Distinguished Bioinformatics Lecturer: Professor Steven L. Salzberg presents "Assembling Genomes from Next-Generation Sequencers" February 20, 2009
February 20, 2009 -- UNC Charlotte's Bioinformatics Research Center and College of Computing and Informatics will host Distinguished Bioinformatics Lecturer, Prof. Steven L. Salzberg, University of Maryland. Dr. Salzberg will be presenting in Woodward 106 from 3-4 pm.
Prof. Steven L. Salzberg
Center for Bioinformatics and Computational Biology
University of Maryland, College Park, MD 20742
http://cbcb.umd.edu
Genome sequencing methods that produce sequences
shorter than 50 nucleotides present significant challenges to genome
assembly and sequence alignment algorithms. When attempting to
assemble these short reads, most assemblers will produce highly
fragmented assemblies, with breaks occurring at the location of every
repetitive sequence longer than a read. We have developed a new
assembly algorithm that overcomes most of the major difficulties of
short-read assembly. One of the key innovations is the use of
predicted genes to span gaps, which we call gene-boosted assembly [1]. This method is particularly effective for gene-dense species including bacteria and viruses.
Using our new algorithm in conjunction with several other techniques, we assembled over 8.6 million reads, each of them 33 nt in length, from a bacterial genome sequenced with an Illumina Genome Analyzer. We were able to assemble the genome into fewer than 100 large contigs. The consensus sequence accuracy is >99.97%, and over 97% of the genes are contained within contigs.

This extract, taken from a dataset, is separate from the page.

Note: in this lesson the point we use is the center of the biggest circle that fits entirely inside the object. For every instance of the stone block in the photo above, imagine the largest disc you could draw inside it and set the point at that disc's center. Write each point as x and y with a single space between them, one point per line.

In the second part of my talk, I will address the problem of rapid alignment of short reads to the human genome. We have developed a new program, Bowtie, based on the Burroughs-Wheeler Transform, that aligns short reads at very high speed with very modest memory requirements. Bowtie is able to align reads to the human genome using only a standard desktop workstation, with performance benchmarks that are dozens to hundreds of times faster than competing systems. If time permits I will also discuss a second program, TopHat, which aligns short reads from RNA-Seq experiments to a genome, allowing for the alignments that are interrupted by introns.
This talk describes joint work with Dan Sommer, Daniela Puiu, Ben Langmead, Mihai Pop, Cole Trapnell, and Lior Pachter.
1. S.L. Salzberg, D.D. Sommer, D. Puiu, and V.T. Lee.
Gene-Boosted Assembly of a Novel Bacterial Genome from Very Short
Reads. PLoS Computational Biology 4:9 (2008): e1000186.
February 20, 2009: 3-4 pm
Woodward 106
Please click here to view the upcoming Distinguished Lecturers
Biosketch: Steven L. Salzberg
Steven Salzberg
is the Director of the Center for Bioinformatics and Computational
Biology (CBCB) and the Horvitz Professor of Computer Science at the
University of Maryland, College Park. From 1997 to 2005 he was at The
Institute for Genomic Research (TIGR) in Rockville, Maryland, where he
was the Senior Director of Bioinformatics. During that time he was
also a Research Professor of Computer Science and Biology at Johns
Hopkins University. Dr. Salzberg received his B.A., M.S., and M.Phil.
degrees from Yale University, and his Ph.D. in Computer Science from
Harvard University. He joined the Computer Science Department at Johns
Hopkins as an Assistant Professor in 1989.
As part of his gene
finding research beginning in the 1990s, Salzberg and his colleagues
built the Glimmer system for bacterial gene-finding, which has become
one of the world's most successful and widely-used gene finders.
Glimmer has been used in hundreds of bacterial, archaeal, and viral
genome projects, including Bacillus anthracis, Borrelia burgdorferi, Treponema pallidum, Vibrio cholerae, and Mycobacterium tuberculosis.
Eukaryotic gene finders developed by Salzberg's group have been applied
to the genomes of animals (including human), plants, and eukaryotic
parasites including Plasmodium falciparum (malaria) and Brugia malayi, and Trypanosoma brucei.
Salzbergās lab has also developed algorithms for large-scale genome
sequence alignment and genome assembly, including the AMOS genome
assembler and the MUMmer alignment system. All of their software is
free and open-source, and has been downloaded by thousands of users
around the globe.
Dr. Salzberg has authored or co-authored
over 150 scientific journal publications and two books. He is a Fellow
of the American Association for the Advancement of Science (AAAS) and a
past member of the Board of Scientific Counselors of the National
Center for Biotechnology Information at NIH. He currently serves on
the Editorial Boards of the journals BMC Biology, Journal of Computational Biology, PLoS ONE, BMC Genomics, BMC Bioinformatics, Biology Direct, and Evolutionary Bioinformatics Online, and is a member of the Faculty of 1000.